Cons: wish I could turn down or off the shrill chirping anytime I hit the lap button, often the watch will miscount the distance when going really fast (like sub 1:00/100y pace, a fast flip turn is too fast for it to register), wish I could get some more detailed metrics from it like distance off the wall, actual stroke length for every stroke, auto-split every 100 without actually creating a new interval, etc.
In general though, since Garmin/Training Peaks/Strava/etc tries to apply the same pace-focused metrics to calculate fatigue from swim sessions, you just have to trust that it all evens out when drills, kicking, pulling, and cords don’t match up with a critical swim speed-effort approach.
Started swimming again in 2016 (stopped in 1974) with a Garmin 920xt. It worked fine until the buttons started sticking. I got a Garmin 945 2 years ago and liked it even more. Once they got the heart rate working without using the chest strap it’s been great! Like others have said, easy to download to training peaks & Garmin. I hope Garmin enhances some of the programming around using workouts. They seem to have it an ok level for running like even suggesting what type of workout you should be doing that day. Tempo/anaerobic/distance… They have a few personal coaches you can select from to guide the training to hit a race goal and training plan. I used it for both a 10k and 1/2 marathon and it worked pretty well. Something like that for swimming would be awesome!
Thank you for your continued support and expertise.
Garmin, because the company’s background in running and multisport means I’ve been using Garmin products reliably for longer than Apple has had it watch out. The range of prices of Garmin products is far wider than Apple, and there’s an entire universe of apps and widgets that play well with Garmin, and Garmin Connect. So I can do a rowing workout and it shows up on Training Peaks. Do a lap swim and it goes to Garmin Connect and Training Peaks. I’ve lost nothing sidestepping the Apple Watch world, and the Garmin products work fine with my iPhone.
thanks, Sharon!
Thanks for your great feedback. I am working on it!!
Yeah, same here - I’m hoping that is coming in the next few years.
Their customer support has been awesome too.
Vivoactive HR → Vivoactive 3 → Vivoactive 4
always within 25 yards on pool swims – you didn’t specify pool or open water.
Inexpensive as you can get a refurbished 3 for less than $100. My used 4 was under $200.

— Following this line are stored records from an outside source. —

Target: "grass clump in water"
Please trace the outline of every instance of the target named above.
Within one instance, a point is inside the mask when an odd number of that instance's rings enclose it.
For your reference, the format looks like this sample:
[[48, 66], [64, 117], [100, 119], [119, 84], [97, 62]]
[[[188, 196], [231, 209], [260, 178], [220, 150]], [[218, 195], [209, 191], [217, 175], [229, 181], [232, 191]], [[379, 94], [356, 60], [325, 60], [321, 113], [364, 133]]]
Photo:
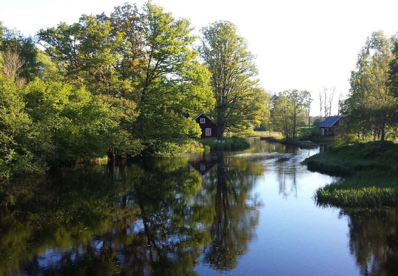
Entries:
[[230, 157], [234, 157], [240, 159], [258, 161], [265, 159], [271, 159], [277, 158], [279, 159], [287, 160], [294, 156], [293, 154], [290, 153], [277, 153], [275, 152], [247, 152], [231, 156]]
[[377, 170], [360, 172], [352, 177], [320, 188], [320, 203], [343, 206], [398, 205], [398, 177]]

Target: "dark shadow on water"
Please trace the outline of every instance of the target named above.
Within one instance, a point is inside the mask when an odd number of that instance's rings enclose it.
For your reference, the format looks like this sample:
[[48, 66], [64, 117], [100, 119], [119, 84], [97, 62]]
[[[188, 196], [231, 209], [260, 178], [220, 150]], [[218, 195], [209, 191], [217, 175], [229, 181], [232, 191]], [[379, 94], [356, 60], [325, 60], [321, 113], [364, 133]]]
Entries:
[[232, 269], [255, 237], [255, 176], [222, 152], [207, 158], [205, 172], [181, 158], [117, 161], [2, 184], [0, 275]]

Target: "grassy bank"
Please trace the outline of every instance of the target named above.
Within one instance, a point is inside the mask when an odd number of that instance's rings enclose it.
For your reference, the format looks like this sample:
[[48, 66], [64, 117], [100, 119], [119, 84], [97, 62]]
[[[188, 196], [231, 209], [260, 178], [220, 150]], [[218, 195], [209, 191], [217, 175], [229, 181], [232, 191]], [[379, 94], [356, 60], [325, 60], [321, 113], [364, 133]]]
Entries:
[[265, 140], [270, 142], [274, 142], [275, 143], [281, 143], [281, 144], [286, 144], [289, 145], [295, 145], [302, 148], [312, 148], [316, 146], [313, 142], [308, 140], [306, 141], [300, 141], [298, 138], [294, 139], [287, 139], [286, 138], [281, 137], [275, 137], [271, 136], [262, 136], [260, 137], [260, 140]]
[[244, 150], [250, 146], [246, 139], [237, 137], [225, 138], [224, 143], [216, 142], [212, 138], [201, 139], [200, 141], [205, 146], [210, 147], [211, 150]]
[[337, 205], [398, 205], [398, 145], [386, 142], [359, 143], [318, 154], [303, 162], [308, 168], [349, 175], [345, 180], [320, 188], [321, 204]]
[[202, 143], [193, 140], [188, 145], [185, 153], [199, 153], [209, 151], [210, 150], [210, 147], [209, 146], [204, 145]]

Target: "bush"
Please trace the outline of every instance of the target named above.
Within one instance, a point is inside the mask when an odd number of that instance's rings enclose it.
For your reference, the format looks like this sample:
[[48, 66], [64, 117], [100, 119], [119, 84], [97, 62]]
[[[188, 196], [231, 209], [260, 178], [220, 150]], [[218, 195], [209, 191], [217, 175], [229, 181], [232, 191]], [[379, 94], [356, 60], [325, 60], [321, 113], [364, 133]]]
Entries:
[[245, 138], [235, 136], [225, 138], [223, 143], [216, 142], [211, 138], [201, 139], [200, 141], [205, 146], [209, 146], [211, 150], [244, 150], [250, 146]]

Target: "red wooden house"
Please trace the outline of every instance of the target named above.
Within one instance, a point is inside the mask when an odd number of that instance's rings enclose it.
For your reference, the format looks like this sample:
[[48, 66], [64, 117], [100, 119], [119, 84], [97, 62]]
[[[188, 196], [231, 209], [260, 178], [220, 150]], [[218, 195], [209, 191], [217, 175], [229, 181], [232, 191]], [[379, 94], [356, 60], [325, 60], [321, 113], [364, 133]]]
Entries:
[[193, 118], [202, 130], [201, 138], [215, 138], [217, 137], [217, 125], [203, 113]]
[[343, 122], [341, 116], [329, 116], [318, 126], [321, 130], [321, 133], [324, 136], [334, 136], [339, 126], [342, 124]]

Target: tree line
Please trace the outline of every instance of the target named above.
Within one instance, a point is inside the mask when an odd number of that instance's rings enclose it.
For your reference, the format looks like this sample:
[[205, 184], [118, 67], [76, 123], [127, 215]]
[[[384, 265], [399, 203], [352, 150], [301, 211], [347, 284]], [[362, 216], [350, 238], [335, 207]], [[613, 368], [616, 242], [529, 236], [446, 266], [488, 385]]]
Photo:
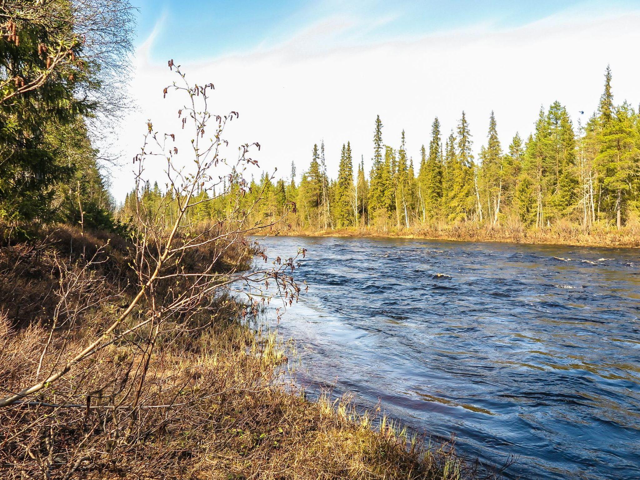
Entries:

It works the batter life is great.
Form Goggles - no button pushing except at start/finis of the workout and I can see my pace during the swim without looking at my wrist as well as customize what metrics I want to see.
I have always swam with garmin watches for tracking everything, but recently grabbed a pair of the Form goggles, and they’re great. They pick-up stuff where Garmin sometimes misses, and because there’s minimum button pushing, you’re less likely to double tap, or to miss starting an interval to collect the info, it just detects the motion and goes (especially helpful for drill sets, Garmin has drill mode, but it’s manual entry and a pain to scroll to). While the subscription price for the in goggle workouts is a bit obscene, I’m really enjoying the free trial right now, since I do swim solo mostly, so it’s nice to be able to load the workouts and go, and I get way more variety than I would programming my workouts myself, and having to remember or struggle to read a board with fogged goggles… I haven’t tried them for OWS yet, since the water is getting cooler here, and I haven’t upgraded to a supported Garmin model for pairing (still have a 935, which won’t pair with the goggles, since it’s only ANT+ for pairing, it can pair with a phone by bluetooth, but not bluetooth smart which is needed for pairing with the goggles), but I am upgrading soon, and will try them in open water next spring.